Shear strength measurements were made near the P-wave core measurement locations from between the mudline and 60 mbsf, at which point the cores became too stiff for insertion of the vane shear device. Electrical conductivity measurements were taken at least once per core. Raw data and calculated physical properties data are available from the Janus database for all MST, moisture and density, thermal conductivity, velocity, and shear strength measurements (see the "Related Leg Data" contents list). Because electrical conductivity data are not currently available from the database, they are included in Table T19.

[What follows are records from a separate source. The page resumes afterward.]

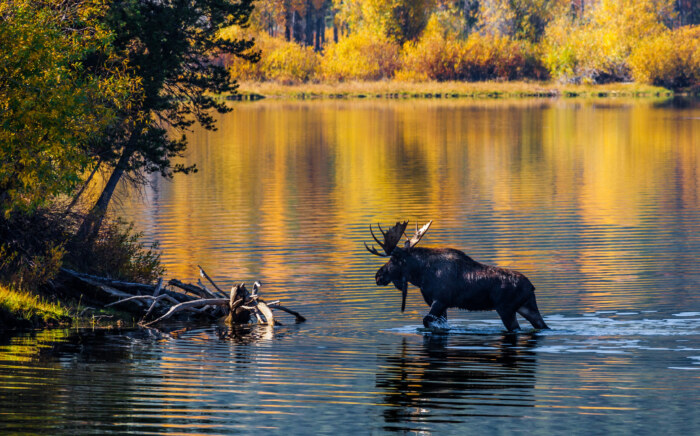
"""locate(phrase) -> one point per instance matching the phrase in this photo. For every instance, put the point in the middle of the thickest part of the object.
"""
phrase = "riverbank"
(22, 310)
(400, 90)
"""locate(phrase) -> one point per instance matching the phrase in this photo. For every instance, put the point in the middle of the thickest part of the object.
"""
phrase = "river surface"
(597, 202)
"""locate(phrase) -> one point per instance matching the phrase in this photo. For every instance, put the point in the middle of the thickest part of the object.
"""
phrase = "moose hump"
(449, 278)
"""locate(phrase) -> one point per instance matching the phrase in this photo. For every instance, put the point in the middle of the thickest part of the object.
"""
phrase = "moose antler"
(391, 238)
(410, 243)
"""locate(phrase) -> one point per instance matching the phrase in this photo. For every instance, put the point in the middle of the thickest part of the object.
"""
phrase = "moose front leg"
(509, 319)
(438, 313)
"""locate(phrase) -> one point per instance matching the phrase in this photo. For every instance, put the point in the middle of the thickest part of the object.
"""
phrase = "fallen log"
(239, 306)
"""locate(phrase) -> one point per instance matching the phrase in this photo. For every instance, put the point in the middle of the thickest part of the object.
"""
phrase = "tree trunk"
(93, 221)
(82, 188)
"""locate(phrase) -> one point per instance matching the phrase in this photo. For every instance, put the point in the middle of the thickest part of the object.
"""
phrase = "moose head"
(396, 270)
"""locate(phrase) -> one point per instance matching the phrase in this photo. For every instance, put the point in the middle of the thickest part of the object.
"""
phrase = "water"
(596, 202)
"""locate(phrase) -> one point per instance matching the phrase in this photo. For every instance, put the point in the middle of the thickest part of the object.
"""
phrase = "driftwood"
(155, 304)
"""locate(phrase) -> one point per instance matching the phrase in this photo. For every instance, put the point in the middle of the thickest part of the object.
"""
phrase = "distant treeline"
(572, 41)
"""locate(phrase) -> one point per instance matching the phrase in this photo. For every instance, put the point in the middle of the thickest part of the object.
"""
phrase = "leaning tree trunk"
(93, 221)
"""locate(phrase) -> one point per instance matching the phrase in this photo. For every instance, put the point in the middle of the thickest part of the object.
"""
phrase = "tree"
(521, 19)
(170, 46)
(50, 104)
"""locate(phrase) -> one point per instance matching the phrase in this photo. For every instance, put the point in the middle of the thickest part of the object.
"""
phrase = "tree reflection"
(448, 378)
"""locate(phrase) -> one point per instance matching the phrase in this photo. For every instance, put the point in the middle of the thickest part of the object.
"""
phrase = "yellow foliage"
(440, 55)
(671, 59)
(290, 62)
(280, 60)
(597, 47)
(361, 56)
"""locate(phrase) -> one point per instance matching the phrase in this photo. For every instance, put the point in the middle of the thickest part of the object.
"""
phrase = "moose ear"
(410, 243)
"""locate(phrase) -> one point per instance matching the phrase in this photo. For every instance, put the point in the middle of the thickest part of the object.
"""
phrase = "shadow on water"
(72, 381)
(448, 379)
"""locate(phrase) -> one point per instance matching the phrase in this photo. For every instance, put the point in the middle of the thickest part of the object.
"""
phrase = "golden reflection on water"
(556, 189)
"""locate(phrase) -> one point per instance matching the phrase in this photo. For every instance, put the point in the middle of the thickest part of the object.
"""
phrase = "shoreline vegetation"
(391, 89)
(88, 87)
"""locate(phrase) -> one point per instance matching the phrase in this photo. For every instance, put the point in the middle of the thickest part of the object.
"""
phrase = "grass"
(396, 89)
(28, 310)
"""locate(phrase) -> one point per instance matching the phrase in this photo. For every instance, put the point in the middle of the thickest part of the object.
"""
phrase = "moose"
(449, 278)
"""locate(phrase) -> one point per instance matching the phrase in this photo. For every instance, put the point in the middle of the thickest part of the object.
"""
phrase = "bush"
(440, 55)
(289, 62)
(671, 59)
(280, 60)
(596, 49)
(499, 57)
(28, 258)
(118, 253)
(361, 56)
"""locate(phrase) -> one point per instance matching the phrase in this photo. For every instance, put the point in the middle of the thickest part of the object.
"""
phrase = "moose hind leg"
(530, 312)
(509, 320)
(438, 313)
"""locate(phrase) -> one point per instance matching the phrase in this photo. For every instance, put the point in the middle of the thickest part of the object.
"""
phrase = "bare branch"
(189, 305)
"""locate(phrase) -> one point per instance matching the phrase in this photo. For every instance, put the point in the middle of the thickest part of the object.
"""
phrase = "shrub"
(440, 55)
(280, 60)
(118, 253)
(671, 59)
(289, 62)
(596, 49)
(30, 258)
(361, 56)
(499, 57)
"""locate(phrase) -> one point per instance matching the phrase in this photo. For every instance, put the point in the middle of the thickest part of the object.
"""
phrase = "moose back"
(449, 278)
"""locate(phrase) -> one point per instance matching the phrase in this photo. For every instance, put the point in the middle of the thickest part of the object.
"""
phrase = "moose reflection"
(449, 278)
(448, 378)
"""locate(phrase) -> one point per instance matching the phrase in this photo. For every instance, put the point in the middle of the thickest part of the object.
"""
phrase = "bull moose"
(449, 278)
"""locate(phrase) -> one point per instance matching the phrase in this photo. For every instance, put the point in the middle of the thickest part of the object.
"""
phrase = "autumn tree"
(169, 46)
(51, 105)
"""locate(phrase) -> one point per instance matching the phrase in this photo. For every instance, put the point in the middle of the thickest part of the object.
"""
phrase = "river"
(596, 201)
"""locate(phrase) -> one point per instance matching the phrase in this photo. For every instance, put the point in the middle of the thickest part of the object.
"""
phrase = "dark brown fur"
(449, 278)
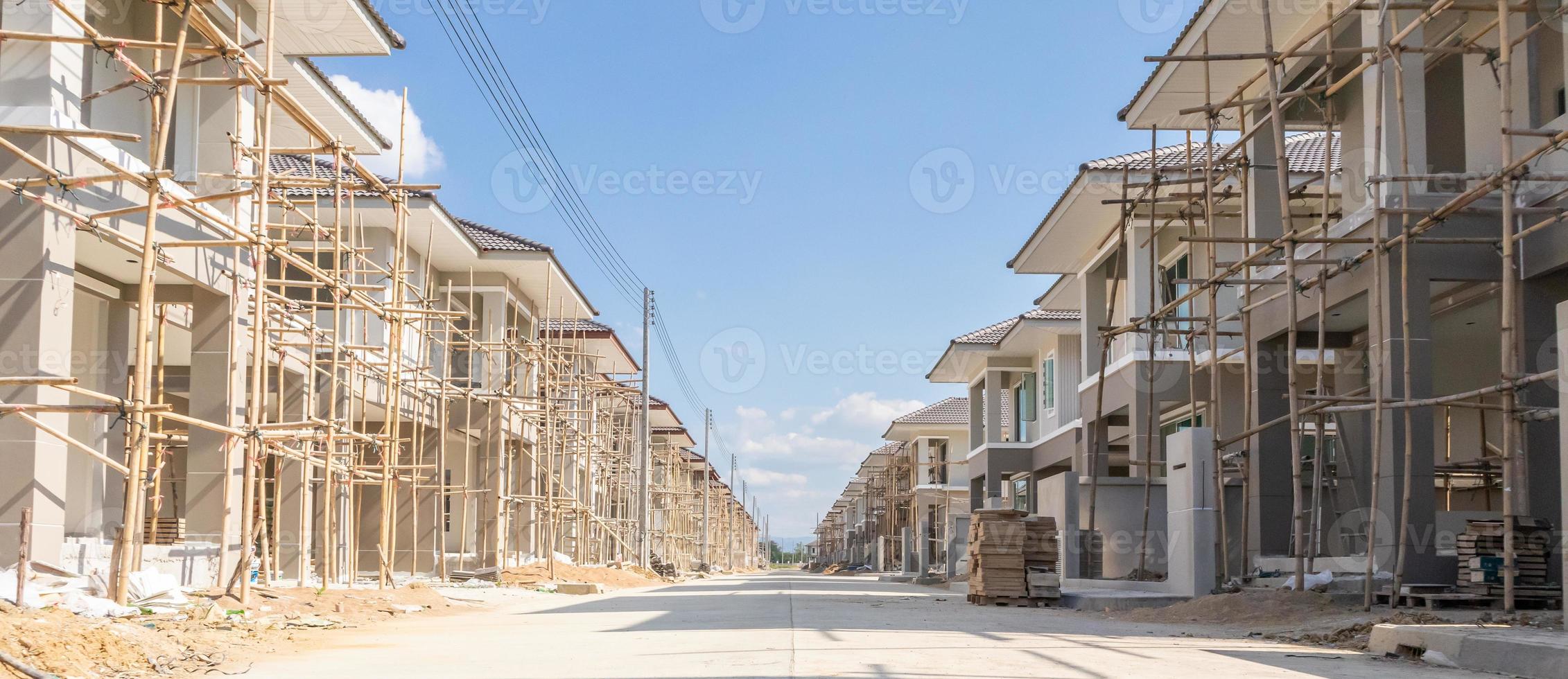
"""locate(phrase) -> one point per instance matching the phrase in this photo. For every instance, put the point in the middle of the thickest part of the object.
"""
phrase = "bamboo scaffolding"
(351, 331)
(1260, 104)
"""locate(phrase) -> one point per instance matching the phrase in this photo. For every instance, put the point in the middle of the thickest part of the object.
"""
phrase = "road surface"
(792, 624)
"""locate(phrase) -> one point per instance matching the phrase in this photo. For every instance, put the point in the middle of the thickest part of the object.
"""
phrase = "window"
(446, 502)
(1018, 413)
(1026, 402)
(1048, 382)
(1170, 289)
(938, 473)
(1183, 424)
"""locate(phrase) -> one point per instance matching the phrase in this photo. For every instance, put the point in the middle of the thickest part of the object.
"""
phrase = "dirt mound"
(1357, 635)
(1241, 609)
(611, 578)
(63, 644)
(214, 634)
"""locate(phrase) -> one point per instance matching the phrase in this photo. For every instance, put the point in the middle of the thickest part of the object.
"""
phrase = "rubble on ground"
(538, 574)
(69, 628)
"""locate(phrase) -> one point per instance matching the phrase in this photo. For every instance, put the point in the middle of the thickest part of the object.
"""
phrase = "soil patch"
(216, 634)
(1250, 609)
(609, 576)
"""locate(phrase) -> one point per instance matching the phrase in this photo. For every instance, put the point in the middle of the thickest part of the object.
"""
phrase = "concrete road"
(791, 624)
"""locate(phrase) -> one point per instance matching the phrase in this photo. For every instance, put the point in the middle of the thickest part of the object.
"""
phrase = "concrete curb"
(1497, 650)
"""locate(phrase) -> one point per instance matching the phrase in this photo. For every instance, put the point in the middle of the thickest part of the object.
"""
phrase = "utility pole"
(708, 482)
(729, 520)
(745, 518)
(645, 538)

Sediment bulk density was determined by both the GRA method on unsplit cores and the mass/volume method ("index properties") on discrete samples (see "Physical Properties" in the "Explanatory Notes" chapter). The GRA density data and the bulk densities determined by the mass/volume method are in good agreement for APC and XCB cores (Fig. F26A, F26B). Both moisture and density measured on discrete samples and GRA density measurements show similar downhole trends. However, GRA densities exhibit considerable scatter and average GRA densities from APC cores are generally higher than core measurements, whereas those from XCB and RCB cores are generally lower than those measured on discrete samples.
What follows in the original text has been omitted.